Digitale Spuren für die Ewigkeit

Auf Einladung des Rotary Clubs Schwabmünchen (links Präsident Dr. Peter Schmidt) sprach Medienexperte Matthias J. Lange über Medienkompetenz im Umgang mit dem Internet und sozialen Netzwerken.
Bild: Foto: Sybille Heidemeyer

Autor und Blogger Matthias J. Lange spricht bei einem Vortrag des Rotary Clubs über die Gefahren von Facebook und Co. Und er gibt Tipps, auf was zu achten ist.
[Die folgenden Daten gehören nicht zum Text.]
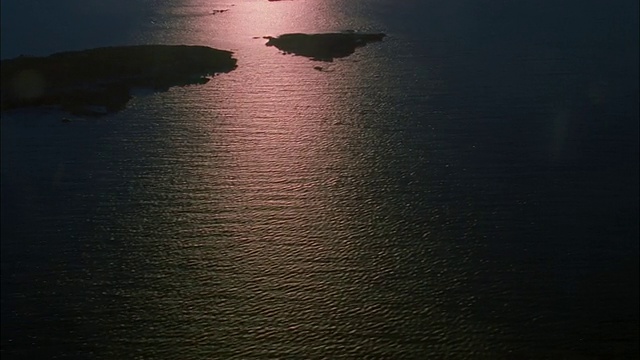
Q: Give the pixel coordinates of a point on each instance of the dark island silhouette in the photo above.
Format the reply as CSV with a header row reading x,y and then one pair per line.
x,y
99,81
322,47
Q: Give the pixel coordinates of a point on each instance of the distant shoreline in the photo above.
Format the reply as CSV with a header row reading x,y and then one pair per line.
x,y
99,81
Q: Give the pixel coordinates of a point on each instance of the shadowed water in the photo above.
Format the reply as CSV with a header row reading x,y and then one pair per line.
x,y
466,188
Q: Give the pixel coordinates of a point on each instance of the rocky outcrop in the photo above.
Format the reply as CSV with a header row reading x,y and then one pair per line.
x,y
81,81
322,47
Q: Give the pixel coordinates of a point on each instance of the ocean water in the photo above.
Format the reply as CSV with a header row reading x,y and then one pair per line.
x,y
465,189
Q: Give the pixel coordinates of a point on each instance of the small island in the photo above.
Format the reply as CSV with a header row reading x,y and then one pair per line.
x,y
322,47
99,81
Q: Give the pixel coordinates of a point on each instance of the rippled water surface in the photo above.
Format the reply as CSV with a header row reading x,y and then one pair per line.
x,y
466,188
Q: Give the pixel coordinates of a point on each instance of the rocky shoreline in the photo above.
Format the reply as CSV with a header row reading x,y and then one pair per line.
x,y
322,47
99,81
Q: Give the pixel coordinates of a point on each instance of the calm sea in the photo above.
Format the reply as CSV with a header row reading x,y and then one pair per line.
x,y
465,189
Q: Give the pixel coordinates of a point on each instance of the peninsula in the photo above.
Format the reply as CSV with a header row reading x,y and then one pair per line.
x,y
99,81
322,47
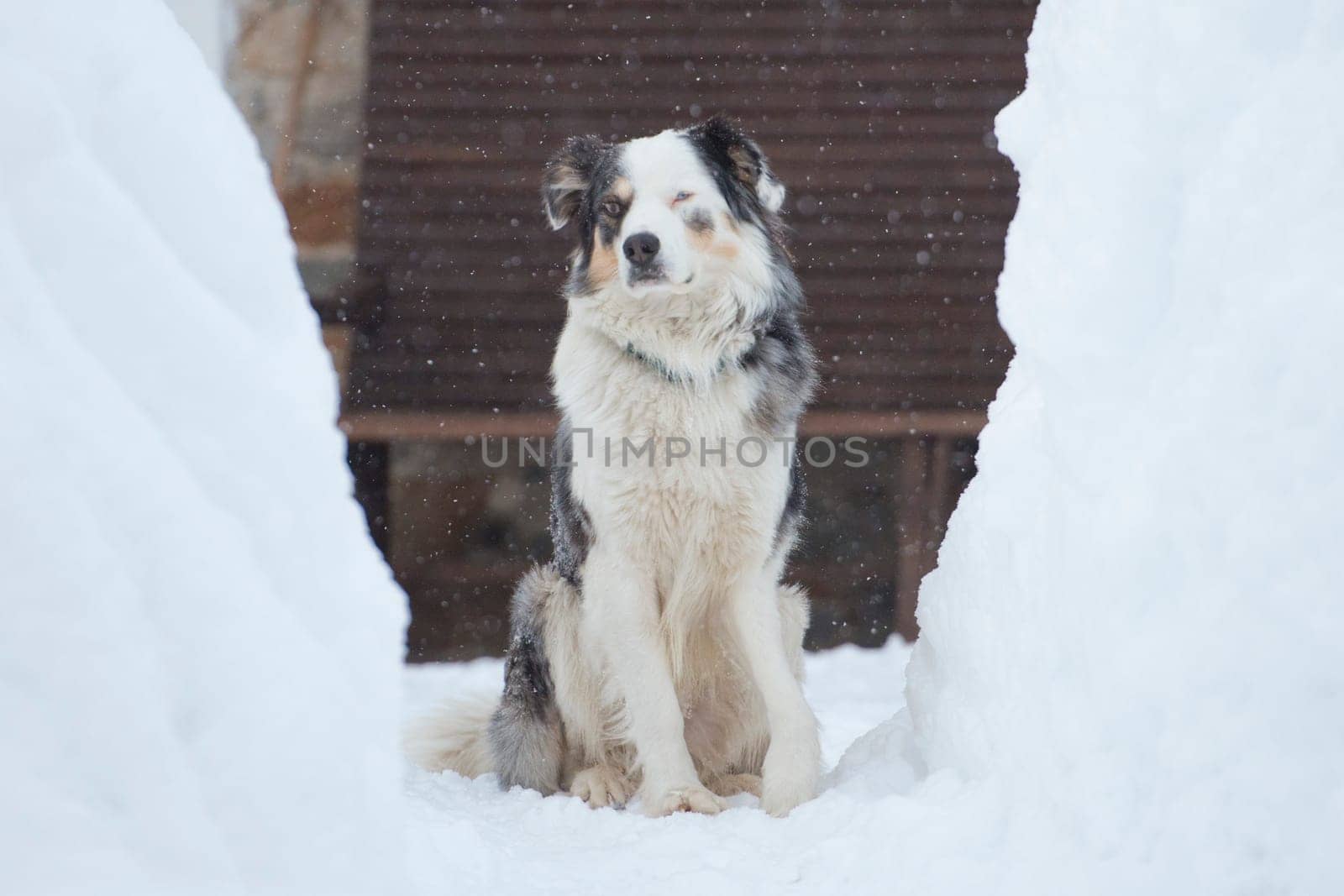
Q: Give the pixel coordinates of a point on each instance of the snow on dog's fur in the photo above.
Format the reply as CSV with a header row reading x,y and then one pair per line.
x,y
659,652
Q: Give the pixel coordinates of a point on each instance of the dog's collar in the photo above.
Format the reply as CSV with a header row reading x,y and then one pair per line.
x,y
659,367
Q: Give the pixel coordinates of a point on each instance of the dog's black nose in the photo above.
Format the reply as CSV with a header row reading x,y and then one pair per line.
x,y
642,248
„Wir müssen uns dem geänderten Medien- und Kommunikationsverhalten stellen und lernen, bewusst mit den neuen Massenmedien umzugehen.“ Dazu ermunterte Matthias J. Lange am Montagabend die 35 Besucher im Ferdinand-Wagner-Saal auf Einladung des Rotary Clubs Schwabmünchen.

„Gefahren durch Facebook, Twitter und Co. – was Eltern und Schulen tun können, um Kinder und Jugendliche zu schützen“ lautete der Titel des Vortrags. Allerdings ging es dem Referenten Matthias J. Lange, als Journalist, Buchautor und Blogger mit dem weltweiten Netz vertraut, nicht um Schwarzmalerei oder darum Ängste zu schüren. Im Gegenteil.

Differenziert und objektiv schilderte er den Wandel in der Medienlandschaft. Während früher Tageszeitungen, Zeitschriften, Radio und Fernsehen die einzigen Massenmedien waren, laufe diesen heute das Internet den Rang ab. „Die Gesellschaft ist gespalten in eine analoge und eine digitale Welt“, so Lange weiter.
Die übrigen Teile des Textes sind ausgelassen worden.